Headlines: August 7th, 2006



Local authorities in Wales will share 32 million pounds in funding this year to help them achieve tough targets for recycling and composting set by the Welsh Assmebly Government. This will be the sixth year that the councils have been supported through sustainable waste management grants to lessen their reliance on landfill sites for waste disposal.

The grants are designed to help pay for a variety of initiatives such as encouraging the reuse of furniture, recycling various materials and composting. Figures now available for 2004-05 show Welsh local authorities used the grant to recycle and compost 19.4 per cent of waste. The Assembly Government’s target is for 25 per cent recycling and composting in the current financial year and for 40 per cent by 2010.

Each council will receive a sustainable waste management grant allocation according to its spending needs based on the Standard Spending Assessment. They will be expected to provide the Assembly with details of how they plan to spend the money.

Welsh Minister for Environment, Planning and Countryside, Carwyn Jones, has also announced the grant for 2007-08 and 2008-09 is likely to be 35 million pounds each year. In addition local authorities can make use of a Regional Capital Access Fund of 7 million pounds next year and 9 million the following year to encourage investing jointly in new waste facilities at a regional and sub-regional level.

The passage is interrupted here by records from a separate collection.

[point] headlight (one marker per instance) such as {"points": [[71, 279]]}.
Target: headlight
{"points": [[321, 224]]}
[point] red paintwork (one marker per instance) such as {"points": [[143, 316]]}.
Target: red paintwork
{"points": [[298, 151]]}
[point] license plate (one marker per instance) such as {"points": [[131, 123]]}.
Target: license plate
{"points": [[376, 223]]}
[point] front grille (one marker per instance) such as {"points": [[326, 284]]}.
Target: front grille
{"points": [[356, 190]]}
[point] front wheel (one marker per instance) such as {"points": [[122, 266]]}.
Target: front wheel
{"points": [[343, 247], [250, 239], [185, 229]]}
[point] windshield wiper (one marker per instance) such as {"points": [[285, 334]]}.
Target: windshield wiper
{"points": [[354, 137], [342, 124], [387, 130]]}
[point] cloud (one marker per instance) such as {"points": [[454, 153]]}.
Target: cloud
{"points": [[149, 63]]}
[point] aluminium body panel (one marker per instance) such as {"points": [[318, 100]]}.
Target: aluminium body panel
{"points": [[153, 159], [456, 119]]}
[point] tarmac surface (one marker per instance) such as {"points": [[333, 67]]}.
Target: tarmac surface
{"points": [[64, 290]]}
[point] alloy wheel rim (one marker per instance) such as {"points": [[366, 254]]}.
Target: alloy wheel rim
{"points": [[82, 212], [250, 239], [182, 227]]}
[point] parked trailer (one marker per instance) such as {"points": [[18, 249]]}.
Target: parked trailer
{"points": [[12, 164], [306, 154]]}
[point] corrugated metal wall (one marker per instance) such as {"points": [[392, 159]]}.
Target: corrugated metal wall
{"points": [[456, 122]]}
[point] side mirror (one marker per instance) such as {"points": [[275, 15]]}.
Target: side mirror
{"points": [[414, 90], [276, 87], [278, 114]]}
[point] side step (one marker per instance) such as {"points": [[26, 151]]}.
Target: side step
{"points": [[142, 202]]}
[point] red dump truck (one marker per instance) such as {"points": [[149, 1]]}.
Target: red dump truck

Mr. Jones said, “We need to live within the limits that global resources can support. On average, every Welsh resident consumes almost 21 tonnes of materials and products every year. The Welsh Assembly Government wants recycling, reusing and composting to become part of everyday life and as such we are providing the funds for local authorities to make it possible.”

In England the Local Government Association, which has published its own plans for reform of the system of waste collection and distribution, has welcomed Tesco’s decision to reduce the number of plastic bags it gives out but it has called on all supermarkets cut down on unnecessary packaging.